MidWeek is a weekly United States tabloid shopper and advertisement periodical published Wednesday in Honolulu, Hawaii and distributed throughout the Islands of Oahu and Kauai. It is owned by Black Press and is a sister publication of the Honolulu Star-Advertiser.

== History ==
The shopper started in 1984 to provide advertisers with an alternative way to reach more customers. Publisher Ken Berry helped secure deals with Safeway and Pay ‘n Save to advertise with the fledgling publication. Berry sought out cover stories and columnists that would increase readership.

The first issue of MidWeek was published on July 18, 1984 and featured local newscaster Joe Moore on the cover.

The first MidWeek editor was Cheryl Deep. 1984 to 1987, followed by Vera Benedek, 1987 to 1994, and Don Chapman who joined the newspaper in November 1994. Ken Berry left MidWeek in 2001 and associate publisher, Ron Nagasawa, who has been with the company since 1984, stepped up to the publisher position. On March 15, 2001, MidWeek was sold by its owner Sam Newhouse (RFD Publications) to David Black (Black Press), then became known as MidWeek Printing & Oahu Publications, Inc. then bought/merged with the local daily newspaper, Honolulu Star-Bulletin.

Midweeks early popularity was owed in large part to its weekly mail-in sweepstakes with cash prizes in the hundreds of dollars and grocery shopping sprees being award to entrants.

MidWeek added on a Friday/weekend edition in 2005 and celebrated its 25th year of publication in 2009. It is mailed to all homes on the Island of Oahu and has an approximate readership of 500,000.

== Columnists ==
The first nationally syndicated columnists to join the MidWeek line-up were Andy Rooney, movie critic Roger Ebert, Dr. Joyce Brothers, Wall Street guru Louis Rukeyser, the father of American cooking James Beard. The first local columnists to join up were Larry Price, Bob Jones and Eddie Sherman. Current local MidWeek Columnists are Bob Jones, Larry Price, Dan Boylan, Steve Murray (Hot Air - Sports) Rick Hamada, Susan Page, Jerry Coffee, David S. Chang (The Art of Thinking Smart), Alison Young (Click Chick - technology), Pamela Young, Diana Helfand (recipes), Bob Hogue, Tom Moffatt and Ron Nagasawa.

== Features ==
In addition to regular features and columns, Midweek has also run a set of regular features. Television listings have been featured since the magazine's first issue. The feature "Focus On Oahu" shows pictures people who live on Oahu enjoying their lives.

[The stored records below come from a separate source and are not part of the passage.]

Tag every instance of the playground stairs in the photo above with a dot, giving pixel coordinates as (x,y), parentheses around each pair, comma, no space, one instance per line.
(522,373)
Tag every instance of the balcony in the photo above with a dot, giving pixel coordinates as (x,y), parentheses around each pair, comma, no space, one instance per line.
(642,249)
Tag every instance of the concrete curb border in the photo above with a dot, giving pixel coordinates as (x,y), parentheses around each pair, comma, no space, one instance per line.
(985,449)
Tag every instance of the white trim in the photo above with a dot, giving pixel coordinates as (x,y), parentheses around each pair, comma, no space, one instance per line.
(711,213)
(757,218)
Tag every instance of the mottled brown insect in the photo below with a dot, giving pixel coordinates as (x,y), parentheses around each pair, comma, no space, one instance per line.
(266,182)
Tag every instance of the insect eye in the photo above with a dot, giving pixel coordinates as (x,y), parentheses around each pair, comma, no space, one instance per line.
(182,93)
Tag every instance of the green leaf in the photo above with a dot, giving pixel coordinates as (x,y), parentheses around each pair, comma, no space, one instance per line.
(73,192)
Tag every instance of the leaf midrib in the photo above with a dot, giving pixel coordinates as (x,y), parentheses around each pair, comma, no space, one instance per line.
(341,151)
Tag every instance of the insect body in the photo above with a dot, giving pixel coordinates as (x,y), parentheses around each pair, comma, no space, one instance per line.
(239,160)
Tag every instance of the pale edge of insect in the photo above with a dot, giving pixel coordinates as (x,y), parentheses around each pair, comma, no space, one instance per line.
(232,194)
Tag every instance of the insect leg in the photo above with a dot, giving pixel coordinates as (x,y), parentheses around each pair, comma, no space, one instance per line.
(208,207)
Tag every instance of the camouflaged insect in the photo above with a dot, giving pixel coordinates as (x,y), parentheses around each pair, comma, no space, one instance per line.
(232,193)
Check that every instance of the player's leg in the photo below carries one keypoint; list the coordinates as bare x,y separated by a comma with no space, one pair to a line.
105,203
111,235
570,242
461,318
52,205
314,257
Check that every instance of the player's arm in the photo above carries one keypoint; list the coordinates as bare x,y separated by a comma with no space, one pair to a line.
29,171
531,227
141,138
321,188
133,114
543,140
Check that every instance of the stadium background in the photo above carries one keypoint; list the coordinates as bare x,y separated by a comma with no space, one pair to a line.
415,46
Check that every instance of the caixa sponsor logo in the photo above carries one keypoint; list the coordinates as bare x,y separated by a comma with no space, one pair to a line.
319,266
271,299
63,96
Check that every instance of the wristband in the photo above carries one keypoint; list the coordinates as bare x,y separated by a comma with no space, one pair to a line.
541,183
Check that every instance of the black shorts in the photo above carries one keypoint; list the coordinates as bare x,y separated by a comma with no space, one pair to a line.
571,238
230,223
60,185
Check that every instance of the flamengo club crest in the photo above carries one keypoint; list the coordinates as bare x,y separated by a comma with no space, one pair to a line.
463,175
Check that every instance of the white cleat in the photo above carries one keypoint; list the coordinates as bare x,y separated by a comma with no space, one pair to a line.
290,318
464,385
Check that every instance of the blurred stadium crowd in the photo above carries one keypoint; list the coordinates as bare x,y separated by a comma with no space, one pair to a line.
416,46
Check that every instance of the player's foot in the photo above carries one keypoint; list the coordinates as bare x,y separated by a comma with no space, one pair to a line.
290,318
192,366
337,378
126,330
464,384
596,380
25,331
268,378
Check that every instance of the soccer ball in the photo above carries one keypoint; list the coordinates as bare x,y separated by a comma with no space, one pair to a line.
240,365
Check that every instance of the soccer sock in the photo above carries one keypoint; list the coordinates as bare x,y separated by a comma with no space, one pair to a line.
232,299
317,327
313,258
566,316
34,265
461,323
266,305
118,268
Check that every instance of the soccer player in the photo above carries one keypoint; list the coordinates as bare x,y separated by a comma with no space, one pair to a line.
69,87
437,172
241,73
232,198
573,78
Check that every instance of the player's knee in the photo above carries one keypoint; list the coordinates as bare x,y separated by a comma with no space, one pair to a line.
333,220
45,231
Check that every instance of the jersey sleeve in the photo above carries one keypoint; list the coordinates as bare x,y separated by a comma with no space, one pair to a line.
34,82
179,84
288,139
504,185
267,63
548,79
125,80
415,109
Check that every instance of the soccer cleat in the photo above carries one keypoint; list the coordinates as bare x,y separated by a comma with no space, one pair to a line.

Over the years, MidWeek included more features to showcase people in Hawaii. "Newsmaker" provides an up-close look at people who are making news. "Old Friends" features updates on people who have appeared on the magazine's cover in the past. "Good Neighbor" salutes people who devote part of their time volunteering to help other people in the community. Other popular features are the color photo spread "Honolulu Pa’ina", and "Hotshots". The magazine's official website was launched in August 1996.

This Honolulu Hawaii weekly publication featured a person in the community of Hawaii on the cover. It also has entertaining and highly informative soft news features, as well as opinionated national and local columnists.